The practical takeaway is that you can roughly double or triple the estimated range if you are heavier or if your laughter is particularly intense, but you should not expect dramatic changes from laughter alone.

Can You Lose Weight by Laughing More?

Weight loss requires a sustained calorie deficit over time. To lose one pound of body fat, you need to burn roughly 3,500 calories more than you consume. If laughter burns 10–40 calories per session, you would need to laugh for about 22 hours straight to reach that deficit through laughter alone.

That is not a realistic strategy. However, the Vanderbilt University researchers pointed out that regular laughter could contribute a small amount toward your overall calorie deficit over the course of a year. Their estimate of four pounds per year assumes 10–15 minutes of heavy laughter every single day with no compensatory increase in food intake. A four pounds a year projection is based on that ideal scenario.
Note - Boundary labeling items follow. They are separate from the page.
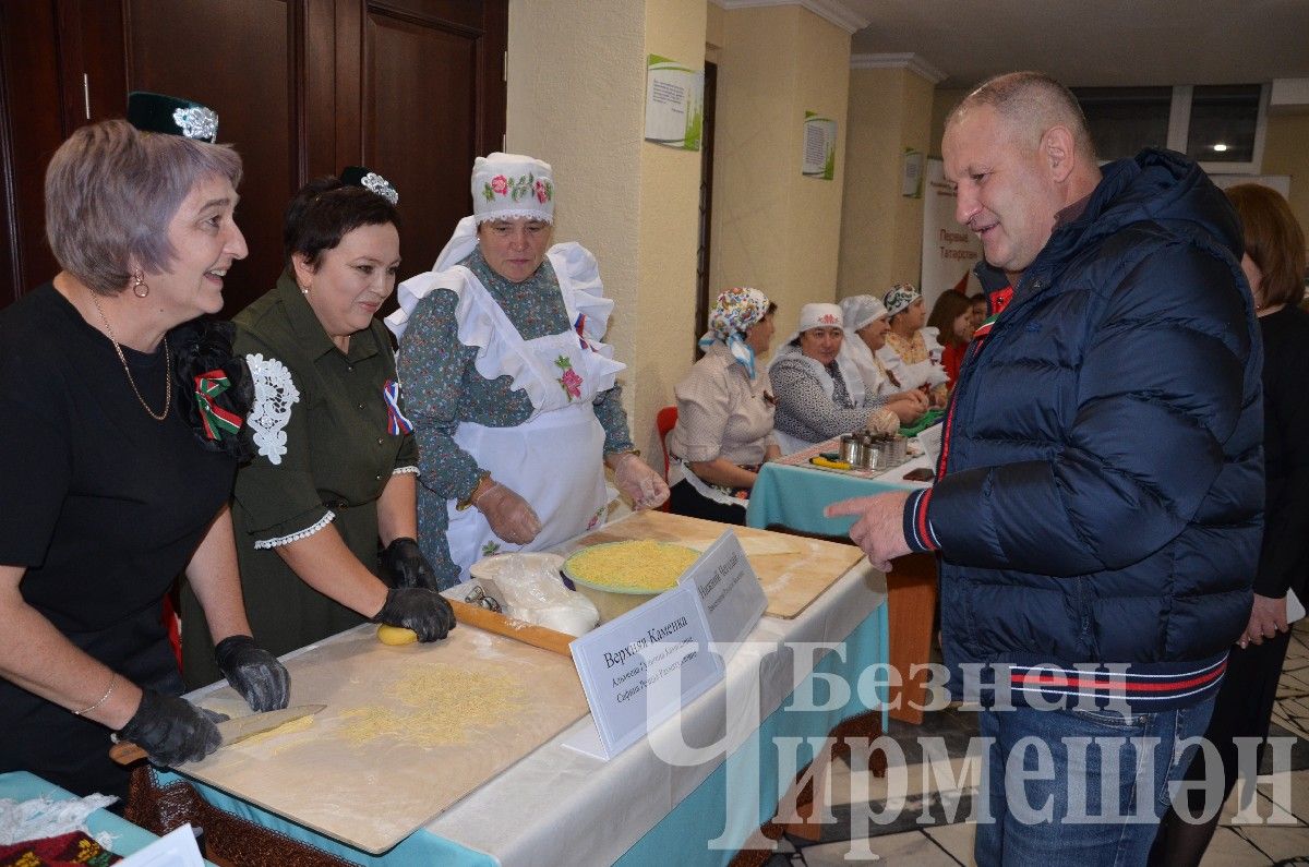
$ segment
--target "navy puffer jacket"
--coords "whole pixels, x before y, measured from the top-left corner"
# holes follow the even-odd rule
[[[970,347],[940,481],[907,521],[940,549],[956,686],[959,664],[996,663],[1020,703],[1113,681],[1134,711],[1161,710],[1216,689],[1263,509],[1240,258],[1223,193],[1145,151],[1105,168]]]

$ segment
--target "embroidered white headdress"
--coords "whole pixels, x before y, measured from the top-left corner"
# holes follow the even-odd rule
[[[518,153],[492,153],[473,164],[473,219],[529,217],[555,221],[555,181],[548,162]]]

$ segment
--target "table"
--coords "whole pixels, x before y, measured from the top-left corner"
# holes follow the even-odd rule
[[[853,517],[826,517],[829,503],[851,496],[870,496],[897,490],[929,487],[929,482],[906,482],[905,473],[931,466],[916,457],[877,478],[859,478],[817,468],[764,464],[750,492],[746,524],[758,528],[788,528],[823,537],[846,537]],[[936,558],[910,554],[894,561],[886,576],[889,595],[890,664],[899,671],[905,688],[890,697],[890,715],[919,724],[927,699],[928,673],[910,677],[914,664],[927,663],[932,652],[932,619],[936,612]],[[897,701],[899,699],[899,701]]]
[[[869,709],[882,710],[885,724],[885,689],[857,689],[860,672],[886,660],[885,600],[881,572],[867,563],[850,570],[795,619],[761,619],[724,682],[645,741],[609,762],[563,747],[592,724],[586,716],[384,855],[315,836],[217,790],[196,788],[225,812],[360,864],[631,867],[668,863],[670,854],[683,863],[725,864],[771,817],[791,783],[789,777],[779,779],[779,749],[796,750],[793,771],[813,758],[805,737],[821,737]],[[817,644],[840,647],[826,652]],[[829,695],[831,676],[844,678],[848,694]],[[804,709],[800,702],[809,695],[813,707]],[[668,761],[678,733],[689,744],[716,748]],[[161,784],[178,779],[157,774]]]
[[[0,774],[0,798],[10,800],[31,800],[34,798],[50,798],[51,800],[75,800],[76,795],[65,788],[46,782],[35,774],[25,770],[14,770]],[[115,855],[131,855],[145,849],[158,837],[132,822],[115,816],[107,809],[97,809],[86,817],[86,829],[90,836],[109,833],[114,842],[110,849]]]

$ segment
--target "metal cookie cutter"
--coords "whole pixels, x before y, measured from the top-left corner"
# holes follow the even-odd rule
[[[473,592],[463,597],[463,601],[473,605],[480,605],[482,608],[492,610],[496,614],[500,613],[500,602],[497,602],[493,596],[487,596],[487,592],[482,589],[480,584],[474,587]]]

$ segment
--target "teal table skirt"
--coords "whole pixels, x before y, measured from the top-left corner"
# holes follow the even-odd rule
[[[846,659],[842,661],[835,652],[827,654],[814,665],[814,672],[809,674],[805,686],[797,690],[801,694],[812,694],[816,703],[825,703],[829,697],[826,685],[819,686],[814,693],[805,693],[813,689],[816,681],[826,680],[819,674],[839,674],[851,685],[851,698],[844,706],[829,710],[791,710],[795,694],[781,703],[781,707],[764,718],[755,732],[741,745],[726,762],[719,766],[708,779],[682,800],[677,808],[669,813],[668,819],[652,828],[623,855],[617,864],[619,867],[662,867],[664,864],[726,864],[736,855],[746,837],[759,825],[772,819],[778,799],[785,794],[783,781],[778,779],[779,764],[779,737],[801,739],[796,750],[796,767],[804,767],[813,761],[814,752],[808,737],[821,737],[834,729],[840,722],[856,716],[876,707],[864,706],[859,695],[855,694],[855,681],[859,672],[876,663],[885,663],[888,659],[886,604],[882,602],[877,610],[868,616],[860,626],[846,639]],[[886,690],[880,689],[877,695],[878,706],[882,707],[882,731],[886,731],[888,711]],[[755,816],[741,815],[741,804],[728,803],[728,777],[738,775],[737,779],[759,779],[759,805],[761,811]],[[789,781],[785,781],[789,784]],[[729,811],[730,815],[729,815]],[[730,822],[730,826],[729,824]],[[728,833],[724,834],[724,829]],[[711,850],[708,841],[720,836],[736,841],[730,850]],[[694,841],[694,842],[692,842]]]
[[[35,798],[48,798],[51,800],[76,799],[68,790],[60,788],[25,770],[0,774],[0,798],[17,802],[33,800]],[[107,809],[97,809],[89,815],[86,817],[86,829],[92,837],[102,833],[113,834],[114,842],[110,845],[110,851],[115,855],[131,855],[158,839],[158,837],[144,828],[137,828]]]
[[[859,673],[867,667],[885,661],[888,657],[886,604],[878,605],[844,642],[844,659],[835,651],[818,660],[814,671],[806,678],[800,694],[812,695],[819,707],[829,701],[827,680],[823,674],[840,674],[851,685],[850,698],[843,705],[830,710],[792,710],[796,693],[783,701],[781,706],[767,715],[759,729],[746,740],[728,761],[709,774],[689,796],[661,821],[645,833],[619,860],[623,867],[641,864],[726,864],[745,842],[746,837],[762,822],[772,817],[778,798],[784,787],[778,779],[779,749],[778,737],[798,737],[797,766],[813,760],[813,750],[806,737],[822,737],[838,723],[873,710],[867,707],[855,684]],[[805,692],[812,690],[812,692]],[[867,698],[867,695],[864,697]],[[878,690],[876,706],[885,703],[885,690]],[[882,726],[886,724],[885,709]],[[783,743],[785,745],[785,741]],[[754,786],[758,779],[758,799],[747,798],[728,803],[729,775],[734,781],[749,781]],[[428,830],[419,830],[401,841],[382,855],[369,855],[335,839],[323,837],[302,825],[283,819],[275,813],[232,798],[221,790],[196,783],[171,771],[156,771],[156,782],[166,786],[173,782],[190,782],[200,795],[224,812],[251,821],[263,828],[285,834],[293,839],[309,843],[322,851],[344,858],[356,864],[401,866],[401,864],[442,864],[452,867],[487,867],[500,862],[457,842],[445,839]],[[634,781],[634,784],[639,784]],[[751,792],[753,795],[753,792]],[[603,817],[602,817],[603,819]],[[513,822],[513,816],[504,816]],[[620,819],[619,819],[620,821]],[[597,828],[602,828],[603,821]],[[563,833],[563,829],[560,829]],[[603,832],[597,832],[603,833]],[[709,841],[723,838],[723,849],[711,849]],[[730,841],[729,843],[726,841]]]
[[[925,460],[920,458],[923,466]],[[903,465],[899,469],[907,469]],[[901,475],[897,473],[895,475]],[[750,506],[746,508],[747,526],[767,528],[781,524],[801,533],[821,533],[823,536],[846,536],[850,533],[853,517],[825,517],[822,511],[830,503],[851,496],[872,496],[886,491],[903,491],[927,487],[899,478],[861,478],[843,475],[826,470],[787,466],[785,464],[764,464],[759,468],[759,478],[750,491]]]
The real value of laughter for weight management is probably not the calories themselves. People who laugh more tend to experience lower stress levels, which can reduce stress-related eating and improve sleep quality — both of which support healthy weight maintenance indirectly.

Activity Impact on Calorie Deficit
Daily laughter (10–15 min) Very small; roughly 10–40 cal/day
Daily brisk walk (30 min) Moderate; roughly 120–180 cal/day
Daily jog (30 min) Larger; roughly 200–350 cal/day
Laughter + walking combined Better than either alone

The Bottom Line

Laughter does burn calories — about 10 to 40 per 10–15 minutes of genuine, intense laughter. The effect is real but modest, and it varies by body weight and laughter intensity. Think of it as a bonus, not a weight loss plan.

If you are tracking calories for weight management or fitness goals, a registered dietitian or certified personal trainer can help fit laughter’s small contribution into the bigger picture of your overall activity and nutrition plan.